The last third of the book consists of a discussion of pastoral and congregational practices that go along with the rhetoric of turning, everything from hospitality to Biblical-narrative counseling to congregational Christian education. Along with the book's conclusion, which is an extended commentary on Augustine's De Doctrina Christiana (the great preacher's manual of the early Church), this finishing section gives a strong sense of the practices that make something like a sermon of turning intelligible, and together they give a strong sense, once again, of how congregational life and the shape of the sermon inform one another. Wright warns that too many turning-sermons will wear a congregation out and that the turning-sermon should not be every Sunday's fare (103), but he never does lay out what the other Sundays' sermons might sound like. Perhaps he's setting up demand for a sequel in that omission, but it does make for a less than satisfying experience when, two-thirds of the way through the book, one realizes that one has been reading about "special occasion" sermons without any sense of how "ordinary sermons" might contrast with them.
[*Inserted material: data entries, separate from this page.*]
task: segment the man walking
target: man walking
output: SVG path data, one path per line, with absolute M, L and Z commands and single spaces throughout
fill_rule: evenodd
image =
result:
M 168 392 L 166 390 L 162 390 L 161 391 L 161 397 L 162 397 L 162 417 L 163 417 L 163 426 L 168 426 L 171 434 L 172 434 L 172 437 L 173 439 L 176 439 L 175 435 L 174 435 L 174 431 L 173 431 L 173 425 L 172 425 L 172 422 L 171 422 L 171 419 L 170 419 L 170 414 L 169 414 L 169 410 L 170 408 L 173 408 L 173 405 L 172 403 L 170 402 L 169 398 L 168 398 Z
Wright's book therefore is not a comprehensive guide to sermon-writing so much as a theoretical exploration, but that's precisely the sort of thing that helps many of us, myself included, to think about what the practice of preaching means. Wright's greatest contribution, then, is to remind the reader that there can be no truthful "how-to" without a prior ethics of the congregation and that the pastor or the priest or the elders or whoever shapes the imagination of the congregation are doing so at all moments, whether in consistent or in hypocritical ways. Thus repentance is always a practice, the sermon is one component of that practice, and all such components must always fall under the scrutiny of the theologians (whether pastors or priests or elders) whom the congregation calls "preacher" or "teacher."